The U.S. government says it will deliver nearly 837,000 Pfizer vaccines to Caribbean nations as the region with limited resources struggles with a spike in COVID-19 cases
The Bahamas will receive 397,000 doses followed by Trinidad and Tobago with more than 305,000 doses. Barbados will receive 70,200 doses, while 35,100 are slated for St. Vincent and the Grenadines, 17,550 for Antigua and 11,700 for St. Kitts and Nevis.
“The Biden-Harris administration’s highest priority in the Americas today is managing and ending the COVID pandemic and contributing to equitable recovery,” said Juan González, the National Security Council’s senior director for the Western Hemisphere.
Thousands of specialized syringes required for the Pfizer vaccine also were donated, with officials noting that the donations involved “significant legal and logistic complexity.”
In addition, USAID, which has provided more than $28 million to help 14 Caribbean nations fight COVID-19, expects to announce additional funding soon, according to a White House official.
The Caribbean region has reported more than 1.29 million cases and more than 16,000 deaths, with some 10.7 million people vaccinated so far, according to the Trinidad-based Caribbean Public Health Agency.
The country of more than 11 million people has reported 20,400 confirmed cases and 575 deaths, although experts believe those numbers are severely underreported given a widespread lack of testing.
A National Security Council spokeswoman told The Associated Press that the U.S. “will send a signification amount of additional doses to Haiti soon,” but further details were not immediately available.
On Wednesday, Haitian Health Minister Lauré Adrien said some 16,000 people in Haiti have been vaccinated and that all of the country’s 10 departments have received a supply of vaccines.
The announcement by the U.S. government comes amid recent anti-vaccine protests in Guyana, Antigua and St. Vincent and the Grenadines, whose prime minister was hit in the head with a rock last week and was briefly hospitalized.
Meanwhile, two firefighters in Guadeloupe were injured during recent protests against a COVID-19 curfew, according to a government statement. A similar protest also was reported in nearby Martinique, a French island of more than 370,000 people that is reporting 1,176 cases per 100,000 inhabitants, a spike that officials blame on the delta variant and low vaccination rates.

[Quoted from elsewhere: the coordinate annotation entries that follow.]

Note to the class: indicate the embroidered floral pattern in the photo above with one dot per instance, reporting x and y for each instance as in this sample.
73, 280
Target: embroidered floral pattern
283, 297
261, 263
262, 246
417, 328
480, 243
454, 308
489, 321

“Tourists are invited to end their stay in Martinique,” the prefecture said on Monday.
That same day, officials in Martinique issued new regulations including shutting down beaches and nonessential businesses and ordering people to not venture farther than roughly half a mile (1 kilometer) from home. Meanwhile, officials in the U.S. Virgin Islands announced upcoming measures including closing beaches by late afternoon on weekends.
Among the islands most struggling with a spike in COVID-19 cases are the Bahamas, Curacao, Martinique, Guadeloupe and Trinidad and Tobago.
France recently announced it was deploying military medics and ICU units to the French Caribbean to fight the virus surge, and military planes were bringing some critically ill patients to the French mainland for treatment.